Cedric didn’t have to consider long. A few months would never be enough; the past twenty years would never have been enough. Even a day, though, was way more than he ever could have hoped for, and more than any other had been granted before. He would take the time gladly and make certain to cherish every second.

“I could.” Cedric’s voice caught.

The woman nodded and smiled. “I will bring Taryn here asleep, and she will awaken with the dawn. She will remember you and your relationship, but details of her final night have been hidden from her memory. She won’t remember your argument, or anything that happened after. Make each moment count, for they are limited.”

“Thank you.”

The golden glow around them surged briefly, and the woman and fallen tree disappeared in the night. His vision washed out from the bright light, Cedric almost failed to notice the pale form lying at his feet. Memory surged, reminding him of a similar night when he’d stumbled on Taryn’s still form at the base of a bluff.

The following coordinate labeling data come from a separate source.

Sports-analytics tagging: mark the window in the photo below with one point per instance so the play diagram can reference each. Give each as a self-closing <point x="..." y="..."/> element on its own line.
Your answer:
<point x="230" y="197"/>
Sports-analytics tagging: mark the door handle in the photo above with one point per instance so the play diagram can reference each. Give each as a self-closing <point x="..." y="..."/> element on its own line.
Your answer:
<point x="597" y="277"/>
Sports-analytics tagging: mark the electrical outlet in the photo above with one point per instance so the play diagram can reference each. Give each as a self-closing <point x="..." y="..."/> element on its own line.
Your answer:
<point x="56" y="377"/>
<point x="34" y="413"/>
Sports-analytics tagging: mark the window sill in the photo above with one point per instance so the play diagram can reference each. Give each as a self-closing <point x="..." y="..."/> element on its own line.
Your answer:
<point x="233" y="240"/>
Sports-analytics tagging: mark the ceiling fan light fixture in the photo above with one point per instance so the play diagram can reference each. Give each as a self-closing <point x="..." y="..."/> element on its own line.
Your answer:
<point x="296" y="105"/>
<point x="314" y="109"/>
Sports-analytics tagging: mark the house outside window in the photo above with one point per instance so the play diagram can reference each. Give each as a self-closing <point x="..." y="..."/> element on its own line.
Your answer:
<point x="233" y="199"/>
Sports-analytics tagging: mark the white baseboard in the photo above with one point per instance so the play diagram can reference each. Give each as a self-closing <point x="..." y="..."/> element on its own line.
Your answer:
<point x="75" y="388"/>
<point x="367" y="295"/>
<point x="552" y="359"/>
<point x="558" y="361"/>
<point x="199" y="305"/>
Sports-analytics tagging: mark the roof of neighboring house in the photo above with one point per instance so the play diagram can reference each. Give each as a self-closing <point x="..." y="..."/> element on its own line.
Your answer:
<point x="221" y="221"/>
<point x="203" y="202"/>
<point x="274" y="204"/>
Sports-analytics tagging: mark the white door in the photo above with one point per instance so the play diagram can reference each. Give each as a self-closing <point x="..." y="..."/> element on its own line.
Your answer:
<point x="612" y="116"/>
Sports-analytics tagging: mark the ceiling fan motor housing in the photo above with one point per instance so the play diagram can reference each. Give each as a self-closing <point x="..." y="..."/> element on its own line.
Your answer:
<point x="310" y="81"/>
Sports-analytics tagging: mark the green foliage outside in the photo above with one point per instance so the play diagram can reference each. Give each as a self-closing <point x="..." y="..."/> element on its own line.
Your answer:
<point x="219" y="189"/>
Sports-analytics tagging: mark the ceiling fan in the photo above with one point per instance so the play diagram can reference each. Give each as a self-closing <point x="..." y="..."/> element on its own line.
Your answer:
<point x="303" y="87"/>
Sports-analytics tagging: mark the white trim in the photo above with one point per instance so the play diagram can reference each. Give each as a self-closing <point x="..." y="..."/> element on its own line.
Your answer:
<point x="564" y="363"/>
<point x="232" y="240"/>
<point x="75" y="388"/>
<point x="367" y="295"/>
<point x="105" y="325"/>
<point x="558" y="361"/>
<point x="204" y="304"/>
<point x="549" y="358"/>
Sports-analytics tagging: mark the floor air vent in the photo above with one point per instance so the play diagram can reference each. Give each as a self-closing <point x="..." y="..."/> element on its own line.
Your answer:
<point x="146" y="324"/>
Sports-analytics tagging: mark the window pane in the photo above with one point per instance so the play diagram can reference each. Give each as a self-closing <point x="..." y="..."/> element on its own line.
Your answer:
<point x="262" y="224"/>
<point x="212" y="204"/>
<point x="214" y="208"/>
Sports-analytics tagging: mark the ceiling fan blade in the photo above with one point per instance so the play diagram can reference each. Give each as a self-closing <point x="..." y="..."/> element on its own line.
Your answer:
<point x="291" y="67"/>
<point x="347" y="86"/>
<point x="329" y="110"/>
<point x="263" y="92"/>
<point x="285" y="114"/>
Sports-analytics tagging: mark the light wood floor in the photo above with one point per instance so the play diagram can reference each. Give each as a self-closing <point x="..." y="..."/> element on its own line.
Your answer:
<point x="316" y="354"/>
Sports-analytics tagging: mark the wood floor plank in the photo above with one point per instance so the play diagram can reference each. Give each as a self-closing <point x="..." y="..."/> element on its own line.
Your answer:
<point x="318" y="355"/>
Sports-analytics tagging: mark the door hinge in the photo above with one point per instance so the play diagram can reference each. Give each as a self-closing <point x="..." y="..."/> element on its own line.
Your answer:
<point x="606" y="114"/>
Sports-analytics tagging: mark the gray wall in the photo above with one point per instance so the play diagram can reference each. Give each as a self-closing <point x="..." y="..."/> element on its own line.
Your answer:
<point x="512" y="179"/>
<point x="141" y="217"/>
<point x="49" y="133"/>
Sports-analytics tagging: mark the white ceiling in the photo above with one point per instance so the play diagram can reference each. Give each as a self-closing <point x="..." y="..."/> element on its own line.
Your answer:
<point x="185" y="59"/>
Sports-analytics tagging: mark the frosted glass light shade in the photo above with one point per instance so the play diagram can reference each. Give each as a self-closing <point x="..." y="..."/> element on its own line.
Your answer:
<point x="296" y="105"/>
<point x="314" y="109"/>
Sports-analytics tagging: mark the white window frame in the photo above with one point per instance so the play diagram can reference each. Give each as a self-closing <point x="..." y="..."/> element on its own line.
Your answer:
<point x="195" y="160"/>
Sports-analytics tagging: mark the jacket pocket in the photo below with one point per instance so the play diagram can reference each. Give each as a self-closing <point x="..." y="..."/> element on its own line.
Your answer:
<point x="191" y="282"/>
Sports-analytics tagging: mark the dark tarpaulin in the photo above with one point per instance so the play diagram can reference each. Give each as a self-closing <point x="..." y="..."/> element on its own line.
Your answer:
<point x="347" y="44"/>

He dropped to his knees and ran his hands across her face, neck, and arms frantically, searching for the horrible wounds that had broken her before. Instead his palms encountered cool, smooth flesh. At the base of her throat, a steady pulse pounded at his fingertips. Still he panicked, even as warm breath brushed his cheek when he bent in front of her face. It couldn’t be possible.

“Be calm. She is whole and will awaken soon. Isn’t there someplace you’d rather her wake than the cold forest?”

Gentle laughter accompanied the whispered words. Cedric scooped one arm around Taryn’s fragile shoulders, the other under her knees, and climbed to his feet. The woman was right. Every moment was precious; he couldn’t waste time sitting on the cold forest floor trapped in the nightmare that had haunted him most of his life. As he turned back toward his home, a new voice, softer and lower than the first, tickled the edge of his hearing. He could almost convince himself he’d imagined the words, except experience had taught him to trust his instincts.

“You should know that Taryn didn’t jump the night you found her. She was pushed.”